This is the first installment of a ten part poetry/prose series I wrote a few months ago titled Hours. I wrote the series over the course of one night into the next morning as a project. Each individual part is titled according to the time at which I began writing the piece and makes for a kind of documentation of my thought process throughout the night. And after much editing, here it is.
Full disclosure: I did not write continuously during that night. There were plenty of breaks for walks, music, YouTube, and, of course, food. 🙂
I hope you enjoy reading each new installment and possibly catch the inspiration to try this for yourself. It was certainly an interesting exercise.
There was some piece of writing advice I read somewhere that urged, “Write what you fear the most.” I’ve always assumed this simply meant to write in such a way as to be transparent. Honesty has never been much of an issue for me. It’s how I was raised. Well, withholding information isn’t really lying. Story-telling is lying, right?

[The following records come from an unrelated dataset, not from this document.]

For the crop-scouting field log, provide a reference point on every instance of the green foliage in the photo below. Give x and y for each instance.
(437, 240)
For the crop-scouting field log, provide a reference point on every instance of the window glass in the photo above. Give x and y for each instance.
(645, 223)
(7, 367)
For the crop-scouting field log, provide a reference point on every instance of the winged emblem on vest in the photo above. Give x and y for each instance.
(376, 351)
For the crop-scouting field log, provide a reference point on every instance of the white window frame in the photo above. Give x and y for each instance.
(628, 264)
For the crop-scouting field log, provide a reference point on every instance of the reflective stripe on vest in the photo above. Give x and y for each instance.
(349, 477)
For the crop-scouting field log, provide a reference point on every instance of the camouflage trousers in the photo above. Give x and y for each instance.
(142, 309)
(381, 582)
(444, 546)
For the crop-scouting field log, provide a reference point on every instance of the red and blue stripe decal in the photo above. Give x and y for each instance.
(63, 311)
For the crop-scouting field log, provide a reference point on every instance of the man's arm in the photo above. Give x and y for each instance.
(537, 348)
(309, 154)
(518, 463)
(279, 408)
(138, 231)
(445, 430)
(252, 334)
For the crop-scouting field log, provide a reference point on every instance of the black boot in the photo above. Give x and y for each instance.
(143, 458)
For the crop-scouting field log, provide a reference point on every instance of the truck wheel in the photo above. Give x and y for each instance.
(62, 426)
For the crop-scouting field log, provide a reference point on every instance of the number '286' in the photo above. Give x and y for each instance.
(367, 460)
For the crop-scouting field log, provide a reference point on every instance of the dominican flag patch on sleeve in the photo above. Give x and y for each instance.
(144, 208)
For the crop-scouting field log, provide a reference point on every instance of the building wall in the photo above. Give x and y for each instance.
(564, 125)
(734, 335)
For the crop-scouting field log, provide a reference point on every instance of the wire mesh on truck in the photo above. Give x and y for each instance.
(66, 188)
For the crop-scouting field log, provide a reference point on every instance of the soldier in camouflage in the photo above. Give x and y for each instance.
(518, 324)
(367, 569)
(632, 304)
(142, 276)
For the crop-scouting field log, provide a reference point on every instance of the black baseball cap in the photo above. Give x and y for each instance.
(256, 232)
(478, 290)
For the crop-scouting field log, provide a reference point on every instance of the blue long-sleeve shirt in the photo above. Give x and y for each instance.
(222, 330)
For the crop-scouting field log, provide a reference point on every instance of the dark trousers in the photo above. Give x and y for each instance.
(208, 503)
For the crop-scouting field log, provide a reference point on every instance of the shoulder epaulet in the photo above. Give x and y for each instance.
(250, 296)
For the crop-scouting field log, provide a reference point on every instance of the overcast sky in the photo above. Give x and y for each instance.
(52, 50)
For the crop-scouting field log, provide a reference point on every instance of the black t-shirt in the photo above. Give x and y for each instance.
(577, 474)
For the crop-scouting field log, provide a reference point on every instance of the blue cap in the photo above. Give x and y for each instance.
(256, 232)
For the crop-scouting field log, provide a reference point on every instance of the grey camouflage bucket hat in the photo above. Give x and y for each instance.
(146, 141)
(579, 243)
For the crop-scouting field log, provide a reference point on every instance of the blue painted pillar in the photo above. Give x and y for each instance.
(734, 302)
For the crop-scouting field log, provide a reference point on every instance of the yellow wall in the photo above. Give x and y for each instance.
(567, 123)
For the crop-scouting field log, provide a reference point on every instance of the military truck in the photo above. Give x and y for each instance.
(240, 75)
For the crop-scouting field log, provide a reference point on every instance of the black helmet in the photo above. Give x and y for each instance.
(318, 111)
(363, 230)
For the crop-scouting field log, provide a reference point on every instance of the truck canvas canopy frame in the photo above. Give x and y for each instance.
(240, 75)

I’ve always appreciated the complexities of a good story. There has to be a balance of truth and falsehood. Too much truth results in mundane and trite reports; too much fabrication and it becomes unrelateable, valueless. Yet it remains a mixing of dirty water with pure water. Pour the pure water into the dirty and it’s still dirty; pour even a drop of dirty water into the pure, and it’s wholly tainted.
In a way, I’m learning to lie effectively in my studies, convincingly. I’m practicing weaving these two strands into an enveloping blanket held suspended between chair backs in your childhood bedroom, a fort set in another universe.
I also read somewhere that “a writer is a whole world trapped inside a single person.” How much of that world did I write? The saying goes we humans have a story we tell ourselves about ourselves in order to make sense of everything: what we’ve experienced, what’s been done to us, who we are…and hope to be.
So, “write what [I] fear most…” How good am I getting at this story-telling thing? How tightly woven is the canopy of my universe fort? I’m afraid I’ve cast myself as the protagonist to cover up my antagonism. But an antagonist doesn’t have to be wrong, right? It’s just the other side, an opposition, not necessarily bad. Right?